His worst fears had been confirmed. They were slowly and inevitably being surrounded.

A dark shape sprang out from behind one of the trees. Desperately, Micah slid Jocelyn to the ground, hoarsely ordered her to hold on to his waist while with one hand he grabbed the knife.

“Psst. Hey, mister! Over here…” The dark shape materialized into a small boy, hovering at the corner of an old house with all its windows knocked out. “I can help,” he whispered, stepping around a twisted coil of thick cables. An oblong of moonlight revealed a thin dirt-smeared face, and a wiry body poised to flee. A flat stockinged cap half covered his head. “Ya's gots to hurry. The coppers, they's everywhere.”

“How much did they pay you to lead us straight into their laps?” Keeping his gaze locked on the boy, Micah adjusted his grip on Jocelyn's waist, and held the knife so the moonlight glinted on its flat blade.

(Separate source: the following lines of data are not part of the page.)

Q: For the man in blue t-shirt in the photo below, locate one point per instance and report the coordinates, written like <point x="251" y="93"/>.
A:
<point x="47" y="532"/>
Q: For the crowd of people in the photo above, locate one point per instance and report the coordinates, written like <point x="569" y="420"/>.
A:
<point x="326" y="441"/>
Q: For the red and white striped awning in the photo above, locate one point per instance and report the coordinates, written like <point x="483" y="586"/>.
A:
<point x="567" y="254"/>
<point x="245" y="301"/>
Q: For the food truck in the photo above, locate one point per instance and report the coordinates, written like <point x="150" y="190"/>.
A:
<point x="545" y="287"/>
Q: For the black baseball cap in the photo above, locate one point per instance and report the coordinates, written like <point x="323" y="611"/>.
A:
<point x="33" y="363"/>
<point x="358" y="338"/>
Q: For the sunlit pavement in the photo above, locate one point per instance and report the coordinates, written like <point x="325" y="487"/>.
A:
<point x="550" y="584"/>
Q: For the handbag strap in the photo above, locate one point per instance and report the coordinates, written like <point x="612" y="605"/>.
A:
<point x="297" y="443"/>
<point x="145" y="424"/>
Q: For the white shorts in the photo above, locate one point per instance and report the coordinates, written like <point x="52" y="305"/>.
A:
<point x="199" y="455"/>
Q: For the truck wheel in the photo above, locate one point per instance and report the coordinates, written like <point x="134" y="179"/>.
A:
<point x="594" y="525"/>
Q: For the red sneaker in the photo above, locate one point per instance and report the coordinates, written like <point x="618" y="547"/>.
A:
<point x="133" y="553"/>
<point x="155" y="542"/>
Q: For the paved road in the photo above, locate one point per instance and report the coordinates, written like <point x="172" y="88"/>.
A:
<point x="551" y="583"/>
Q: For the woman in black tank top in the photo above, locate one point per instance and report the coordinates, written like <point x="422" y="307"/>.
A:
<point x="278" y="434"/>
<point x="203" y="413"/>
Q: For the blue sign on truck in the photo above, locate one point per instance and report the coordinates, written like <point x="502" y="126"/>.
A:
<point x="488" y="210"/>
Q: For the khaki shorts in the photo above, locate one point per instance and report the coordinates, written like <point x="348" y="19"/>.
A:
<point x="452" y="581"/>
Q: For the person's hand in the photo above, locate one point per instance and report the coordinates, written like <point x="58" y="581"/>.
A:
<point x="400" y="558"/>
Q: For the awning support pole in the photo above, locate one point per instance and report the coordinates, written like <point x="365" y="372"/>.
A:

The boy glared back, then spat on the ground. “I hain't no stoolie. 'Sides, if I wanted to, could've led
them
straight to
youse
.”

Micah fractionally relaxed. “Good point. What's your name, son?”

“I'm not your son,” he shot back fiercely. “And my name's Heinrich, but I'm
American,
now.”

“Heinrich. I'm Micah, and this lady is Mrs.—” he hesitated “—Mrs. Tremayne. She's injured.”

“They say she stole from some rich hoity-toities up on Fifth Avenue.”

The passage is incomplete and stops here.